Women are creating and inheriting a growing share of global wealth but are still underrepresented at senior leadership level in the financial services sector, according to a report from Citi Private Bank.
It noted that women were leading a “wealth transformation” through the foundation of ‘exciting’ businesses, their work as corporate executives, and as investors with fresh perspectives.
Furthermore, there was an “unprecedented” wealth transfer underway between Baby Boomers and younger generations, which could amount to $100trn over the next decade.
As a result, women were likely to control a greater share of wealth than ever, bringing about a more equitable and prosperous society, the report stated.
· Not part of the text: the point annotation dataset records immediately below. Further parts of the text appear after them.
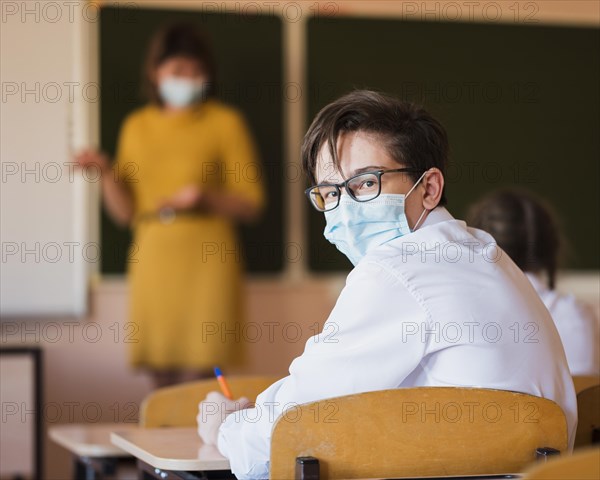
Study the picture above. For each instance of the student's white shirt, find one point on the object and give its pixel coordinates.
(442, 306)
(577, 326)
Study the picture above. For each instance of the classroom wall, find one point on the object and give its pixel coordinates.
(86, 378)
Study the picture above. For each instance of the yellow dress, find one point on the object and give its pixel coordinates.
(185, 302)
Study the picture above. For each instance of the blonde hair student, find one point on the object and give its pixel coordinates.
(526, 228)
(413, 312)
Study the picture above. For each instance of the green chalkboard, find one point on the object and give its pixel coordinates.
(249, 61)
(520, 103)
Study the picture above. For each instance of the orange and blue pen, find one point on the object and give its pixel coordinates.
(223, 383)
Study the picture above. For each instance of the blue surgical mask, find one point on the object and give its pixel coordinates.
(181, 92)
(356, 227)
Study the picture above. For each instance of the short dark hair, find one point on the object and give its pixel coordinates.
(174, 40)
(410, 134)
(524, 226)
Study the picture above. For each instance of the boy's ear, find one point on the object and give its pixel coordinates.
(433, 183)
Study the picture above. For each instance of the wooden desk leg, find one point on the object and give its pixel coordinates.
(87, 468)
(83, 470)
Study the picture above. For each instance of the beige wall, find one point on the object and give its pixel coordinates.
(86, 374)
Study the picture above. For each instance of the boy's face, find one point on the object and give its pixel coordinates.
(359, 152)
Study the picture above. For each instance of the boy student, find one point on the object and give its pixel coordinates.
(430, 301)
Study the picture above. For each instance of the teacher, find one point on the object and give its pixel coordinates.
(186, 171)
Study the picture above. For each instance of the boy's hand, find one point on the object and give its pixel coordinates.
(212, 412)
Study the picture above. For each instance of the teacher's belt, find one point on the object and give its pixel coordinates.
(167, 215)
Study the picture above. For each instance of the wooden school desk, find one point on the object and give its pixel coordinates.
(94, 455)
(171, 453)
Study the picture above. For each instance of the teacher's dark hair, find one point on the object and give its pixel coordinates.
(177, 40)
(412, 137)
(524, 227)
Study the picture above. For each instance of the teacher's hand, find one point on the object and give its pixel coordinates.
(188, 198)
(212, 412)
(92, 158)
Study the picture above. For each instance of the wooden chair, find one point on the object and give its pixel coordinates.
(582, 465)
(416, 432)
(588, 408)
(177, 406)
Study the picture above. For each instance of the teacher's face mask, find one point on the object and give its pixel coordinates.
(356, 227)
(181, 92)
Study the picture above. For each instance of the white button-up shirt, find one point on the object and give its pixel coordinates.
(441, 306)
(577, 326)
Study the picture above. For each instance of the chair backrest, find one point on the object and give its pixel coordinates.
(582, 465)
(177, 406)
(588, 412)
(415, 432)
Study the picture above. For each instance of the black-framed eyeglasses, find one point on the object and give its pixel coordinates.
(362, 187)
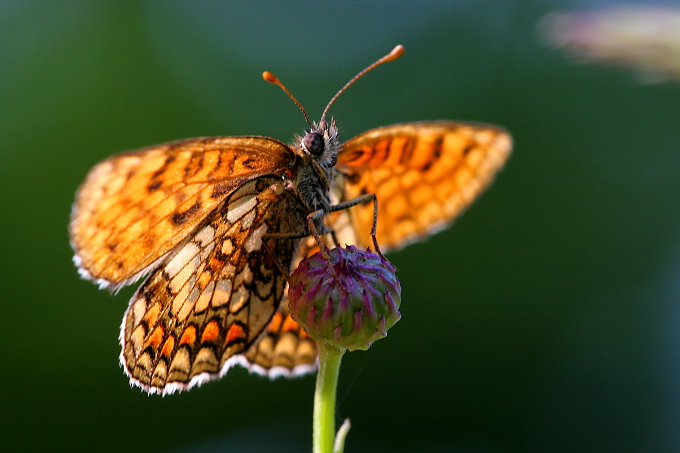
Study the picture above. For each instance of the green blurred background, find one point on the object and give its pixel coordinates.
(546, 319)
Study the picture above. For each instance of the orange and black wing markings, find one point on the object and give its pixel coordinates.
(136, 207)
(423, 174)
(213, 297)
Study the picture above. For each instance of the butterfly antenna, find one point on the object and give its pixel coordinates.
(393, 55)
(271, 78)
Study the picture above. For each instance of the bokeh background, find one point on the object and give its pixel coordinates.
(546, 319)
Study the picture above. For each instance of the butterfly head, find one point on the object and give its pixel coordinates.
(321, 143)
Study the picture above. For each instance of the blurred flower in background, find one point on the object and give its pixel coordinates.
(644, 38)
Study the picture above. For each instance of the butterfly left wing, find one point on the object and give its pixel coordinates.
(285, 349)
(423, 174)
(135, 207)
(215, 293)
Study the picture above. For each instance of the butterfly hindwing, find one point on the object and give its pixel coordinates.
(215, 294)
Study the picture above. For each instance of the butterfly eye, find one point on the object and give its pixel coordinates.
(313, 142)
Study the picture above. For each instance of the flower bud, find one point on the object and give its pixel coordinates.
(347, 301)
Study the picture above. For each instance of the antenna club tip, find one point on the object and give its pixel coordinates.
(271, 78)
(397, 52)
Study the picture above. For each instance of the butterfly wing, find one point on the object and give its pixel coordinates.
(136, 207)
(214, 295)
(424, 175)
(285, 349)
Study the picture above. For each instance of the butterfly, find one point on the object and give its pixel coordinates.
(216, 225)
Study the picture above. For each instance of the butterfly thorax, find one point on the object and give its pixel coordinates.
(314, 171)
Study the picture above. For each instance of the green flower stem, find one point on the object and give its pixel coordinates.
(324, 400)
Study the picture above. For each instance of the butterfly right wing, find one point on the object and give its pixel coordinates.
(423, 174)
(135, 207)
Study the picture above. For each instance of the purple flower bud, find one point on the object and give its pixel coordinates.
(347, 302)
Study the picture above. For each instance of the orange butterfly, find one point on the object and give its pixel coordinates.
(212, 219)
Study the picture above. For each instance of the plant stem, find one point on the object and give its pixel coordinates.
(324, 398)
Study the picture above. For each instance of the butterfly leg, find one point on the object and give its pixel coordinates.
(360, 200)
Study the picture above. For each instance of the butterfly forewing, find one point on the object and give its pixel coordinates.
(423, 174)
(135, 207)
(214, 295)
However, Citi said that as men have until recently always controlled the lion’s share of wealth, the financial services industry had previously focused its attention on them, and women’s needs had not been fully addressed by product and service offerings.
Furthermore, women had traditionally been underrepresented at senior leadership level within the sector, and while progress in closing the gap had been made, this still remained the case.
Citi also highlighted that, despite their growing importance as wealth creators and owners, women were “not always confident” when it came to the pillars of financial wellness.
The bank defined these pillars for ultra-high net worth individuals (UHNWI) as: Financial literacy, comprehensive wealth planning, long-term investing, and strategic borrowing.
“Studies frequently attest to this deficit of confidence, particularly regarding financial literacy,” the report noted.
“We know from our daily conversations with women clients and prospects that these findings are applicable to the ultra-high net worth community as they are to the wider population.
“As with people of other genders, women’s ability to generate wealth is often distinct from their ability to manage personal finances effectively. Entrepreneurs and professionals typically put in long hours to grow their businesses or careers.
“As such, they may have little time and energy for learning about and tending their personal finances, especially given other commitments such as family and social activities.”
However, the report also recognised that there were additional, deep-seated factors why women may lack confidence in financial matters, such as the wage gap and not having the same degree of access to financial services.
“At Citi Private Bank, we recognise that women often have a distinctive set of priorities when it comes to their finances,” it continued.
“Key elements include more interest in sustainability and even greater emphasis on planning for and nurturing the next generation of wealth owners. The same is true of their overall approach.”